Toddler learning is going on around you all the time, as your little person figures out his world. He is learning when he empties the carton of cheerios out on the floor, learning when he throws a ball through a window, and learning when he splashes half the bathtub water out on the bathroom floor. He’s also learning when he builds towers, draws pictures, and helps you measure out the ingredients for chocolate chip cookies.
How can you encourage learning? How can you help your toddler reach his full potential and be the best he can be?
You don’t want your toddler to dump that carton of cheerios out on the floor. You don’t want him to throw that ball through the window, or splash half the bathwater out on the bathroom door. But it’s important you don’t over-react when your toddler’s learning experiments end in unpleasantness. Over-reaction makes your toddler afraid to experiment, afraid that something will go wrong and mommy will get angry. He stops experimenting, stops learning, and hides in a kind of shell.
So when his experiments end wrong, don’t shout, scold, or punish. You can leave it at a simple “Uh –Oh” and get his help in cleaning up the mess.
Of course there are times when it wasn’t an accident or a learning experiment. Perhaps your son didn’t throw the ball against the window as an experiment or because he didn’t know glass broke, but simply because he was angry and wanted to break a window. In that case he would deserve a scolding and a very long time out. But make sure you know the motivation before you punish, and don’t punish the mis-steps of an inquisitive mind.
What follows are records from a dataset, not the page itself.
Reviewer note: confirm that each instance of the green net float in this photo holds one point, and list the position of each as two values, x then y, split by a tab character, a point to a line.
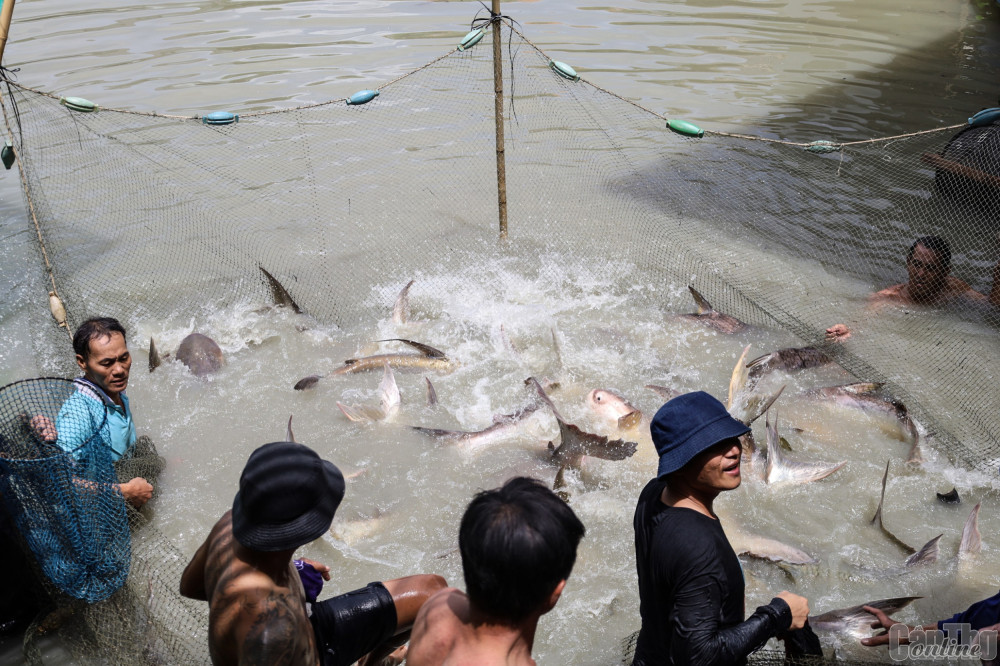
362	97
78	104
471	39
822	147
220	118
564	70
684	127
Blocking off exploration is another way we stop our child’s growing minds. It’s important that you give your child lots of opportunity to learn, discover, and investigate; and not just in the toy chest. If you’re putting together a piece of furniture, let him try to figure out how to help you put in nuts and bolts. If you’re cooking in the kitchen, enlist his help for pouring your measured ingredients in the big basin and in mixing. Ask him to help you clean when you’re not using toxic cleaning liquids. And allow him to explore outdoors to his heart’s content; poking his head in any nook or cranny that catches his attention.
Stop him if he’s doing something that could end him in the hospital, but don’t hold him back from everything that could hurt him. If it’s just a superficial hurt, it’s often better to let your child experiment and learn the lessons that pain will teach him.
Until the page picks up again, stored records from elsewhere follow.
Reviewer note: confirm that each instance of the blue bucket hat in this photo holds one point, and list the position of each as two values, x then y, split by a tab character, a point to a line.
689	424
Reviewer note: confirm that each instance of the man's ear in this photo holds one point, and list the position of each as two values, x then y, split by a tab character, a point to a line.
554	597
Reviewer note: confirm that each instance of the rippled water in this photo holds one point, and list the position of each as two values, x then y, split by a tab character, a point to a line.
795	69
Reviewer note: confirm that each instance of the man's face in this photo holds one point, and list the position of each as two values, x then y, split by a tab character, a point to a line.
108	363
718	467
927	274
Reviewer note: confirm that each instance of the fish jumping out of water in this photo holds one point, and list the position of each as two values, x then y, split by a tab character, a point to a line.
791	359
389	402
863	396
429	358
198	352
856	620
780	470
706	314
Buy your child open ended toys that encourage exploration and thinking outside the box. Electronic toys are attractive and billed at encouraging learning, but the best educational toys are really the open-ended toys that encourage your child to use his imagination, use his mind, and make new things. Toys like duplo (toddler lego), toddler magnetic sets, or even plain and simple blocks.
For a young toddler sensory stimulation is also very important, and you’ll want to find him tactile toys that offer a variety of different textures, colors, shapes, and level of firmness. If your one year old puts a toy in her mouth, let her. It’s part of an all-important exploratory experiment. Just make sure all her toys are clean enough she can explore them that way if she desires.
Have fun encouraging toddler learning—it’s a grand world they are discovering, and you just might be raising the next Einstein!